A coyote is staring at me. Fortunately, it’s on the wall in my office, peering out from the January page of the Missouri Department of Conservation's Natural Events Calendar. I wonder how many Missourians have seen a coyote face to face or caught a glimpse as it darts across a field or road. As furbearers, their winter pelts are pretty thick now so they appear bigger, bushier than in late summer. I’ve read stories in the newspaper about their boldness around people, but most of those are from California where they seem to be more common.
I know they’re all over Missouri, but I’ve felt lucky when I’ve seen them since they’re usually so wary here. One of our urban biologists near St. Louis noted that coyotes are the animals that generate the most questions/calls to our staff.
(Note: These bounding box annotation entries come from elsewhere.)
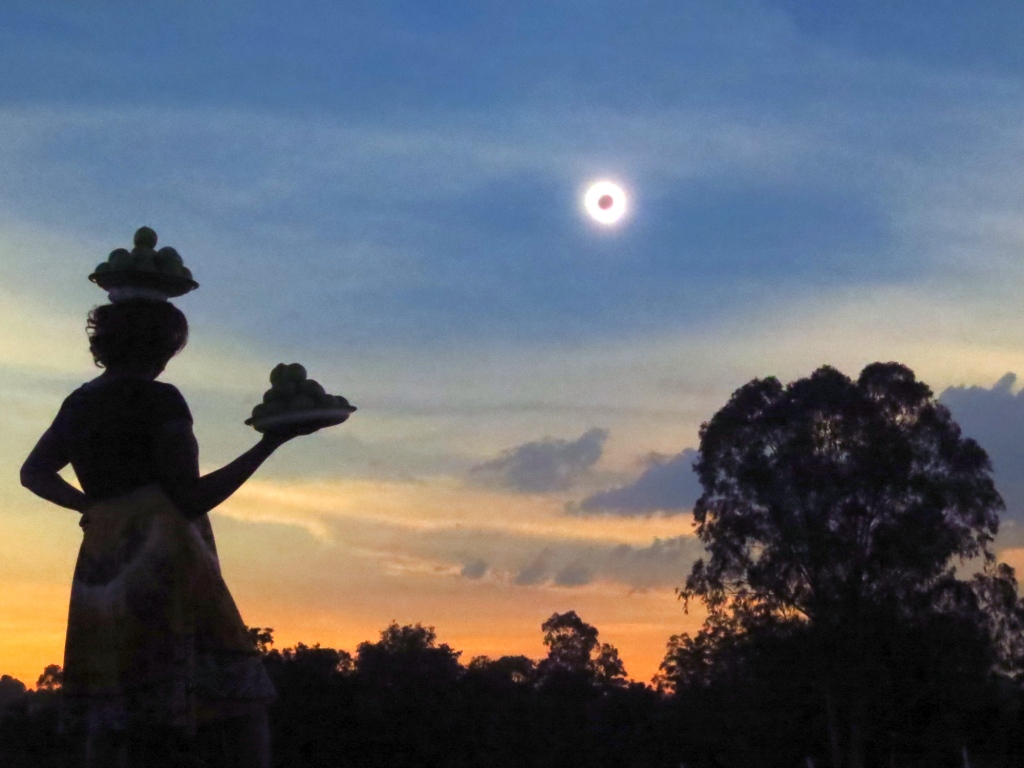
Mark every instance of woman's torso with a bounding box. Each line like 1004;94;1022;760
54;375;191;501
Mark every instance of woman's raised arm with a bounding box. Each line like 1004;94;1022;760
156;421;315;519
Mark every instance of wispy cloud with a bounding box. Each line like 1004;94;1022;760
469;429;608;494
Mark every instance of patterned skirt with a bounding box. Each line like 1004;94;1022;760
60;485;275;734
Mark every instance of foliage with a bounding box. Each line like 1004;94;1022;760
656;364;1024;768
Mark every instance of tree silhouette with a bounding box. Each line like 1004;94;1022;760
679;364;1002;768
538;610;626;686
36;664;63;691
0;675;27;708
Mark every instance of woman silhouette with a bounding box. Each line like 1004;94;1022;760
22;299;323;768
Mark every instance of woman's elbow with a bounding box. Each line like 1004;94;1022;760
20;464;40;490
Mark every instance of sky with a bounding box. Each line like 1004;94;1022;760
0;0;1024;685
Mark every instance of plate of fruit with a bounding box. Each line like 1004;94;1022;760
246;362;355;432
89;226;199;300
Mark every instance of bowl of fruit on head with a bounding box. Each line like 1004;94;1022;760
89;226;199;301
246;362;355;432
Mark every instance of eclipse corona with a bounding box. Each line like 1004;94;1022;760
583;181;626;224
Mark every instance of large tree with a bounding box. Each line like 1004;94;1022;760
677;362;1002;768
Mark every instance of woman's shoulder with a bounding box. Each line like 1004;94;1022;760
150;381;191;422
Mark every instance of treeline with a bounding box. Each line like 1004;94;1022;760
0;611;1024;768
6;362;1024;768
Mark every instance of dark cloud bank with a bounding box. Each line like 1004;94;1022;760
566;449;700;516
497;536;702;589
939;373;1024;546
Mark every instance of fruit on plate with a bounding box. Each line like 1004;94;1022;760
89;226;199;296
246;362;355;432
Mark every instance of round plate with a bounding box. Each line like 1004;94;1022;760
89;269;199;299
246;406;355;430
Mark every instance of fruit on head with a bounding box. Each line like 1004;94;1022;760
288;394;316;411
106;248;131;269
153;248;184;274
132;251;157;272
135;226;157;248
157;246;184;266
270;362;288;387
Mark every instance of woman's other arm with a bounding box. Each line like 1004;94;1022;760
22;426;89;512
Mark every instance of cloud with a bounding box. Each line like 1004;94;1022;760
470;429;608;494
939;373;1024;545
460;559;487;579
566;449;700;515
501;536;702;590
555;563;594;587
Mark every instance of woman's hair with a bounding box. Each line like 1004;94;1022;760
85;299;188;371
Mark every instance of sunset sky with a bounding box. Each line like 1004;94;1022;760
6;0;1024;685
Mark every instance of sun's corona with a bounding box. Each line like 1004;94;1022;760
583;181;626;224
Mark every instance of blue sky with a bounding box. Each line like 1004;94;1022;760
0;0;1024;676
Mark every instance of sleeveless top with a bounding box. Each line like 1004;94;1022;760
53;376;193;501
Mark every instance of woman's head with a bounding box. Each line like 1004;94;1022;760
86;299;188;372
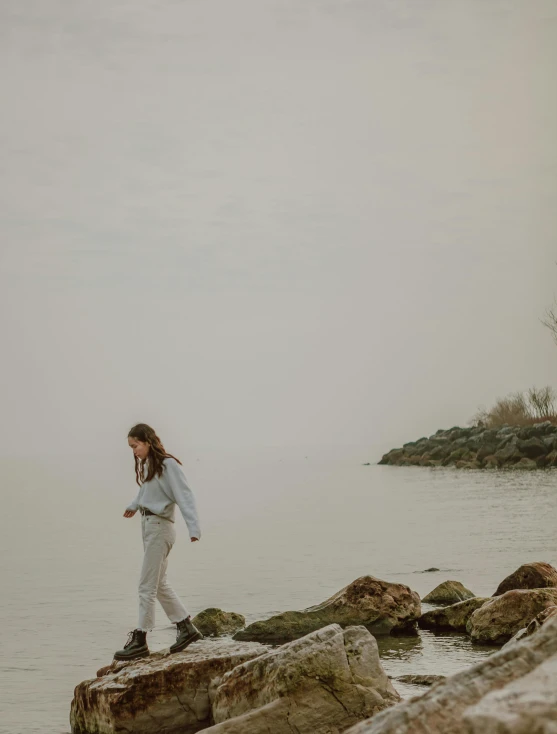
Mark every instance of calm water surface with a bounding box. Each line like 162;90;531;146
0;452;557;734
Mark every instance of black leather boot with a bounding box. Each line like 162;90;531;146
114;630;149;660
170;617;203;653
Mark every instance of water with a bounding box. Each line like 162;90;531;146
0;451;557;734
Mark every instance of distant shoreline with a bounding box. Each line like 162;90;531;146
378;421;557;470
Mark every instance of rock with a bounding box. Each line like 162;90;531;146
513;458;538;470
476;444;497;461
192;608;246;637
340;618;557;734
518;438;547;459
206;624;400;734
466;589;557;644
463;655;557;734
418;596;491;632
396;675;445;686
493;561;557;596
546;451;557;466
379;449;404;464
503;606;557;647
70;640;267;734
234;576;421;644
422;581;475;604
494;436;524;464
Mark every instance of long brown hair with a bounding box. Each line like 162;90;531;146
128;423;182;486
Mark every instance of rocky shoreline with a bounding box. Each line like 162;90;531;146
70;562;557;734
378;421;557;470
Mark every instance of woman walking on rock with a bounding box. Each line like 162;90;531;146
114;423;203;660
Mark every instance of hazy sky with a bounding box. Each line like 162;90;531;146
0;0;557;459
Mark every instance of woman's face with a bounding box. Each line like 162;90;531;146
128;436;149;461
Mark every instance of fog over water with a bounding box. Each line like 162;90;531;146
0;0;557;734
0;0;557;456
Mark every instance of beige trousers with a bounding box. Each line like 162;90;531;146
138;515;189;632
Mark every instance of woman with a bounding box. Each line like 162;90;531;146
114;423;202;660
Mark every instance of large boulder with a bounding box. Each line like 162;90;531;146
418;596;491;632
207;624;400;734
192;607;246;637
493;561;557;596
422;581;476;604
463;655;557;734
70;640;267;734
346;618;557;734
503;606;557;647
466;589;557;644
234;576;421;644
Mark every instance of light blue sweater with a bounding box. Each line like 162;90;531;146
126;458;201;538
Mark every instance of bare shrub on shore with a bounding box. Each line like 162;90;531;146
470;386;557;428
542;301;557;344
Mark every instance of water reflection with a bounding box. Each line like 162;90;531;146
377;630;499;698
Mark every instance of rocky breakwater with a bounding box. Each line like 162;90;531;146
379;421;557;469
346;617;557;734
70;625;400;734
234;576;421;644
418;561;557;645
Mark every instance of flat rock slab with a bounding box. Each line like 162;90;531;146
70;640;267;734
396;675;445;686
466;589;557;644
493;561;557;596
422;581;476;604
234;576;421;644
207;624;400;734
418;596;491;632
346;617;557;734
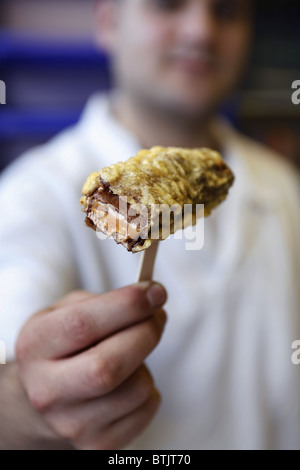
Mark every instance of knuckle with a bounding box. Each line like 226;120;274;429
148;318;162;345
52;415;85;444
137;371;154;402
126;286;150;312
27;387;57;414
15;333;32;363
89;358;121;395
64;308;92;341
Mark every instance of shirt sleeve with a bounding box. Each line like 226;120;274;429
0;152;78;360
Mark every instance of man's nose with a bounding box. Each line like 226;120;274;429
177;0;218;44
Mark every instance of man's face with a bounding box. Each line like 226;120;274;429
103;0;251;117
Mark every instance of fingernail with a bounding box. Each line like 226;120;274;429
147;282;167;308
156;309;167;327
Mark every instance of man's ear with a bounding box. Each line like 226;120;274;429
94;0;119;53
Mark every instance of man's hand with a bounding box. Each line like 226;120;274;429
16;283;166;449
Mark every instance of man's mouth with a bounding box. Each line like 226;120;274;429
169;49;217;75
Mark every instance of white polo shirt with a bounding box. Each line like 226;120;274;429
0;95;300;449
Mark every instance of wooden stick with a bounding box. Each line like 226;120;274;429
137;240;159;282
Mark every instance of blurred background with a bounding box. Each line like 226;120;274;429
0;0;300;171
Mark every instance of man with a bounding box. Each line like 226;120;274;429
0;0;300;449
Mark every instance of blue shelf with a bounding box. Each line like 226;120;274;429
0;110;81;141
0;30;108;67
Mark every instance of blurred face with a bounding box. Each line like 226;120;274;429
102;0;251;116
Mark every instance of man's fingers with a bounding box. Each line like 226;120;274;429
91;390;160;450
17;283;166;359
27;310;166;412
46;364;158;444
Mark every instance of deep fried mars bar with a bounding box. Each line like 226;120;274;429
80;147;234;252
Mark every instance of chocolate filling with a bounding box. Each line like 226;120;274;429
85;180;149;251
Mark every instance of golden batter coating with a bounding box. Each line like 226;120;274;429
81;146;234;251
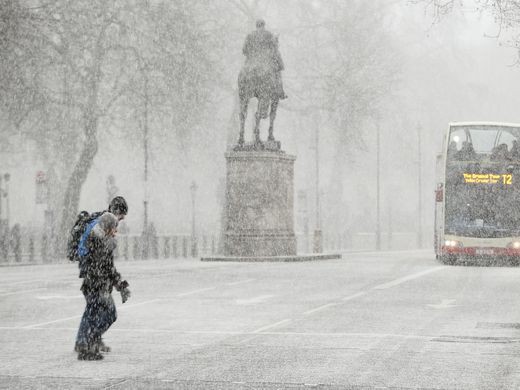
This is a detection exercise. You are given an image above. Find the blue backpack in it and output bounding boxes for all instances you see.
[77,218,98,278]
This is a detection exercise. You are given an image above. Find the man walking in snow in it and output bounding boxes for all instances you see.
[75,212,130,360]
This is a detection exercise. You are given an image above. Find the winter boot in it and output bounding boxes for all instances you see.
[97,339,112,352]
[78,344,103,360]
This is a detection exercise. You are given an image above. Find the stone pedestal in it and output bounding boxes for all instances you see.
[224,151,296,257]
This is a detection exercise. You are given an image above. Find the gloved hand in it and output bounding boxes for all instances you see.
[121,287,131,303]
[115,280,129,292]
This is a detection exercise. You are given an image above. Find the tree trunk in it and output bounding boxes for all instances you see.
[56,110,99,257]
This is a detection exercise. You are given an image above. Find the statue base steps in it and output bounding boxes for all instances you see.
[224,149,296,258]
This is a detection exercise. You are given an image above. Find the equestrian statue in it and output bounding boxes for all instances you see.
[235,20,287,150]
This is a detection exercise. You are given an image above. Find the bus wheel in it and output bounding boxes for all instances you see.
[440,255,457,265]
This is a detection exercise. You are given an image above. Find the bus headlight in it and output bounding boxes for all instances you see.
[444,240,462,248]
[507,241,520,249]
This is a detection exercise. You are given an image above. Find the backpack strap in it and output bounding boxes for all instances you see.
[78,218,99,257]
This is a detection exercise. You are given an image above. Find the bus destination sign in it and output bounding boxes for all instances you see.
[464,173,513,185]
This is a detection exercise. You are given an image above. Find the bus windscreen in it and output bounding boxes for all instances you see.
[445,126,520,238]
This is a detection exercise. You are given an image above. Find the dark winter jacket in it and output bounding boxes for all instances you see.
[81,225,121,293]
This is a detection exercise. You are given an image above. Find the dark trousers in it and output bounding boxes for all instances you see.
[76,291,117,346]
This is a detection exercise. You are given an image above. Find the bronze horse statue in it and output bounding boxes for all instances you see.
[238,39,286,149]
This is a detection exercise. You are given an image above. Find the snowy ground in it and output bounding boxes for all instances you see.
[0,251,520,389]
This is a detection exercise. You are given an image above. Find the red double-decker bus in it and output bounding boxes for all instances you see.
[434,122,520,265]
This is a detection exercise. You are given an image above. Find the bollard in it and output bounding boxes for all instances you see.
[41,234,49,263]
[182,237,188,257]
[190,237,199,257]
[132,237,142,260]
[122,236,129,261]
[163,237,170,259]
[202,236,208,255]
[29,236,34,263]
[172,236,179,259]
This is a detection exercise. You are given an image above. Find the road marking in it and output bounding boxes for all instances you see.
[372,266,448,290]
[341,291,367,301]
[303,303,337,315]
[0,287,47,297]
[251,319,291,334]
[118,298,164,310]
[0,279,46,287]
[176,287,216,297]
[21,314,83,329]
[236,295,276,305]
[36,295,83,300]
[426,299,458,309]
[226,279,256,286]
[0,326,434,341]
People are unfamiliar with them and a little wary themselves—and unsure what to do when they see one in their backyards.
What impressions I had early on of them were not from reality, though, but from Wile E. Coyote cartoons, and from old Native American stories which called the coyote the “Trickster.” I didn’t realize firsthand, though, how truly clever they were until in my early career with the Conservation Department. We used to have young wild animals at our exhibit at the state fair (which was not a good idea for the long-term well-being of the animals and would no longer be acceptable). But given that times were different 23 years ago, I ended up taking one of the coyotes “home” to release after the fair at our place in the country, hoping it could adapt to the wild. Although it eventually did make its way off into the fields and woods, at first it hung around our house. One day I saw the coyote approach one of our doors, put both paws on the round knob and try to turn it. I realized it had seen people doing this in the large walk-in exhibits cages at the fairs. (Fortunately the knob was too smooth and it didn’t get a good grasp!) Then a few days later I was upstairs and suddenly heard water running somewhere. I ran downstairs and found the outdoor faucet gushing. And there stood the coyote. (That knob had ridges so gave a grip, I guess.) I turned it off, made sure there was a bowl of water outside from then on, and was lucky it didn’t happen again when I was off at work. I was relieved when it went back to the wild where it truly belonged.